M. Dominique Perben, ministre de la fonction publique, de la réforme de l'Etat et de la décentralisation .- Je voudrais tout d'abord évoquer l'intercommunalité pour faire le point de la situation et évoquer les perspectives dans lesquelles se situe le Gouvernement en cette année 1996.

Les enjeux, sur ce sujet, vont bien au-delà des modalités techniques d'intervention des collectivités territoriales. La question qui se pose est de savoir si la poursuite ou non de l'intercommunalité sous ces formes actuelles va permettre une amélioration de l'action administrative, et en particulier sa simplification.

En effet, ce qui est en cause, ce n'est pas le bien-fondé de la coopération intercommunale.

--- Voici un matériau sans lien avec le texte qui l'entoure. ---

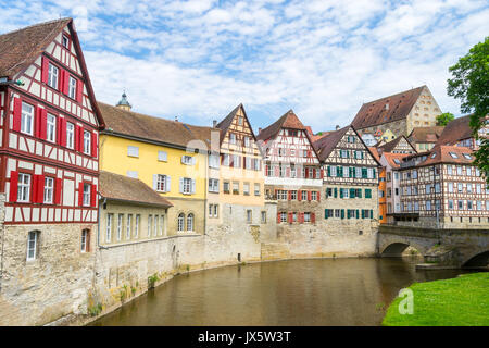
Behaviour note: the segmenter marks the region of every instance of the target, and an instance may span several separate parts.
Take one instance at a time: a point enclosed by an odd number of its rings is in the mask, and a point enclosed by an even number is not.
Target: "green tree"
[[[453,78],[448,79],[447,92],[461,100],[462,113],[471,113],[471,127],[478,139],[478,130],[488,123],[489,114],[489,36],[475,45],[459,62],[449,67]],[[489,139],[480,139],[475,164],[486,173],[489,185]]]
[[[446,126],[450,121],[454,119],[455,116],[453,115],[453,113],[443,112],[442,114],[437,116],[437,126]]]

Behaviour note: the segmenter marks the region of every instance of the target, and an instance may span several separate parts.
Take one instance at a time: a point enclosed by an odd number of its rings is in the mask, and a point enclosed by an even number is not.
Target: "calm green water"
[[[459,270],[417,259],[291,260],[178,275],[92,325],[379,325],[399,290]]]

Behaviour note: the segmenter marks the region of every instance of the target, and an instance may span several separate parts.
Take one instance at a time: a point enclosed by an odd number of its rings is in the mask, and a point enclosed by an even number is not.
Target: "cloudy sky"
[[[79,3],[84,3],[80,5]],[[72,16],[97,99],[211,125],[242,102],[253,128],[293,109],[314,132],[426,84],[489,35],[487,0],[0,0],[0,33]]]

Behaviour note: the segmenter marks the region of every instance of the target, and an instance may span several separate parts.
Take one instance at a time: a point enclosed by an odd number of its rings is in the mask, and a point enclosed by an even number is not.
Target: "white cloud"
[[[0,0],[1,32],[75,15],[77,1]],[[96,95],[210,125],[243,102],[254,128],[294,109],[314,130],[362,102],[427,84],[442,111],[448,67],[489,33],[484,0],[86,0],[80,33]],[[83,13],[82,13],[83,14]],[[79,17],[80,15],[78,15]],[[75,20],[79,22],[84,16]]]

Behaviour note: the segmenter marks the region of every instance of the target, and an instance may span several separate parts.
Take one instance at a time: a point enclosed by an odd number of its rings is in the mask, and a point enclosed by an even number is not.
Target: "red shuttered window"
[[[97,185],[91,185],[90,200],[90,206],[97,207]]]
[[[76,82],[76,101],[82,103],[84,96],[84,83],[82,80]]]
[[[10,172],[10,192],[9,201],[17,201],[17,188],[18,188],[18,172]]]
[[[21,132],[22,123],[22,99],[14,98],[14,112],[13,112],[13,129]]]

Tout le monde est d'accord sur son intérêt. Il n'est pas une seule commune qui ne soit membre d'au moins un syndicat de communes, et plus de 13.000 communes, correspondant à 28 millions d'habitants, ont aujourd'hui choisi de participer à des groupements à fiscalité propre.

Il faut en même temps reconnaître que le succès de la formule a contribué à rendre encore plus complexe notre système d'administration locale. C'est sur ce point que nous devons porter notre réflexion.

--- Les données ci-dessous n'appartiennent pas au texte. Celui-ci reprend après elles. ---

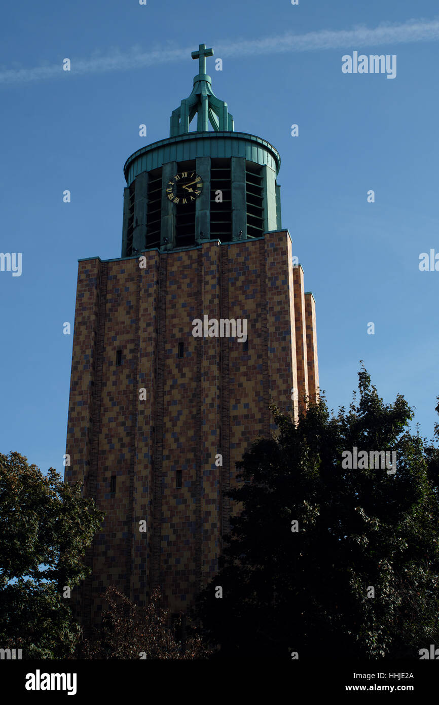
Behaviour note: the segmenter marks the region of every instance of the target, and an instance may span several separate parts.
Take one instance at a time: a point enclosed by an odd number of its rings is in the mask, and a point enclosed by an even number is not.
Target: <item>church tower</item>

Pourquoi avons-nous un tel foisonnement intercommunal ? C'est bien sûr du fait de la diversité extrême de nos communes, fruit de l'histoire de notre pays. De cette diversité est née une prise de conscience de l'intérêt -voire de la nécessité- de mettre en commun des moyens pour gérer des services publics ou des équipements.

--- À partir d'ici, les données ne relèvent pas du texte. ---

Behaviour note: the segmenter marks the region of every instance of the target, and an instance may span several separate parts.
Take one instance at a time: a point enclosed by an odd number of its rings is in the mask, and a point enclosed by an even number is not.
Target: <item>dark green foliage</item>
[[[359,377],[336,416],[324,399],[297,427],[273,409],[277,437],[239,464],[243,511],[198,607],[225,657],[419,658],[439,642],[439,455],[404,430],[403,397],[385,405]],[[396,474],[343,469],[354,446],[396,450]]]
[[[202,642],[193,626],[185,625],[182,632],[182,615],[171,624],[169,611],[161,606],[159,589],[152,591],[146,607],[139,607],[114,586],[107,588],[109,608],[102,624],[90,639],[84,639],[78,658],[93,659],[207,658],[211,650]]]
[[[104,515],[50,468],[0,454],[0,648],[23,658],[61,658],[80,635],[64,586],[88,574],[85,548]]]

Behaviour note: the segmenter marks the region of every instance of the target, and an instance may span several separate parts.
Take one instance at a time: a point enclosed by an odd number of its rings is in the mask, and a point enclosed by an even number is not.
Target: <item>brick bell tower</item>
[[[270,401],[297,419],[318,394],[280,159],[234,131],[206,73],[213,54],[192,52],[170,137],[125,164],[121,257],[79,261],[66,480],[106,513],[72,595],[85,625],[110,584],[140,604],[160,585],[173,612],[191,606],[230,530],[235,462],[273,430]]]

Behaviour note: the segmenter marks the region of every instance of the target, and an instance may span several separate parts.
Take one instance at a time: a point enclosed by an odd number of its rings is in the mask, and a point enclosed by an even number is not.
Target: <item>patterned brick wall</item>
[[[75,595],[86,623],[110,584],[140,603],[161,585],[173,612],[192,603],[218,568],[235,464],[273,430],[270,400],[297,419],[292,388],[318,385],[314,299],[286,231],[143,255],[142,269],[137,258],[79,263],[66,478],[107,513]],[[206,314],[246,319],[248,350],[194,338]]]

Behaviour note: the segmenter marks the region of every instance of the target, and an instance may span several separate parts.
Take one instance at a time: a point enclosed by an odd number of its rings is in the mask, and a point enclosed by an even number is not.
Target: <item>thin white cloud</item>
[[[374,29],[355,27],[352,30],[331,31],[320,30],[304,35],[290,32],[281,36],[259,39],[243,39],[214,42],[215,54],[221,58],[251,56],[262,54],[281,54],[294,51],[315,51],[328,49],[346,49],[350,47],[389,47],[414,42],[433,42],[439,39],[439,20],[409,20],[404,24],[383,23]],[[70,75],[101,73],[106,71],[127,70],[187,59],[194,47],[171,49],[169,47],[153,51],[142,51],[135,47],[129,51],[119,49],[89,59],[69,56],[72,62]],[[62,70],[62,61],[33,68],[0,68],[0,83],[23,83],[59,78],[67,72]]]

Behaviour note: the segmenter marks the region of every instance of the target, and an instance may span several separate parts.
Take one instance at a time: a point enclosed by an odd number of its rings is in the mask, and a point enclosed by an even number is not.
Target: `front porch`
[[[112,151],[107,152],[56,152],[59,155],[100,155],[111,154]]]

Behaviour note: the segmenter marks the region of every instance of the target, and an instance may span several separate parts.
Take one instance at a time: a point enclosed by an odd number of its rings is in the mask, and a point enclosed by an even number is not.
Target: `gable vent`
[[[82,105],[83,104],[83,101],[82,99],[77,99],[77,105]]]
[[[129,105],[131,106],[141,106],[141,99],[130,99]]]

Puis, prolongeant cette dimension, la coopération intercommunale est devenue progressivement un instrument de politique solidaire d'aménagement, de développement économique et de répartition de charges et de ressources.

Aussi, l'intercommunalité permet-elle d'assurer une certaine solidarité entre communes rurales, et, de manière souvent intéressante, un élément de solidarité entre communes rurales et urbaines.

Par ailleurs, le développement de ce qu'il est convenu d'appeler l'intercommunalité intégrée ou de projet est un élément assez novateur, sur lequel nous aurons intérêt à réfléchir, à l'occasion du rapport que j'évoquerai dans quelques instants. Il me semble qu'elle peut constituer un facteur décisif de maillage du territoire, en encourageant la contribution des acteurs publics locaux à la vitalité du tissu administratif, mais aussi social et économique.

Je voudrais, en réponse à Daniel Hoeffel, aborder la question du pays... Le pays, comme cela a été dit avec force par Daniel Hoeffel, n'est pas une institution nouvelle : il est une échelle d'actions autour d'un projet de développement.

La phase d'expérimentation en cours et l'évaluation de ses potentialités pour le développement local se poursuit sous l'impulsion de la DATAR. Il nous faudra, le moment venu, en tirer un certain nombre de conclusions quant au renforcement des capacités de mobilisation et d'initiatives des services publics. C'est un des enjeux importants au niveau local, qu'il s'agisse de l'Etat, mais aussi des collectivités locales.

Selon des expériences concrètes que je connais personnellement, il semble que cette dynamique de pays soit, là où elle est tentée, assez enrichissante. En tout état de cause, elle mobilise les élus, les socio-professionnels, en particulier dans le tissu rural, et je suis convaincu qu'on pourra en tirer des enseignements intéressants sur le mode de fonctionnement de nos services publics et la manière de travailler sur un espace donné, en s'y mettant tous ensemble d'une façon suffisamment coordonnée.

Je crois qu'il faudra néanmoins, s'agissant de l'intercommunalité, que les règles en vigueur ne se traduisent pas par une complexité et par des coûts croissants. C'est la raison pour laquelle j'envisage de mettre au point le rapport prévu dans la loi Pasqua, qui doit être remis au Parlement avant l'été prochain. Nous sommes en train d'en réaliser une première écriture. Lorsque ce projet sera prêt, je le ferai connaître aux grandes associations d'élus, et nous pourrons ainsi ensemble réfléchir à la forme définitive de ce rapport.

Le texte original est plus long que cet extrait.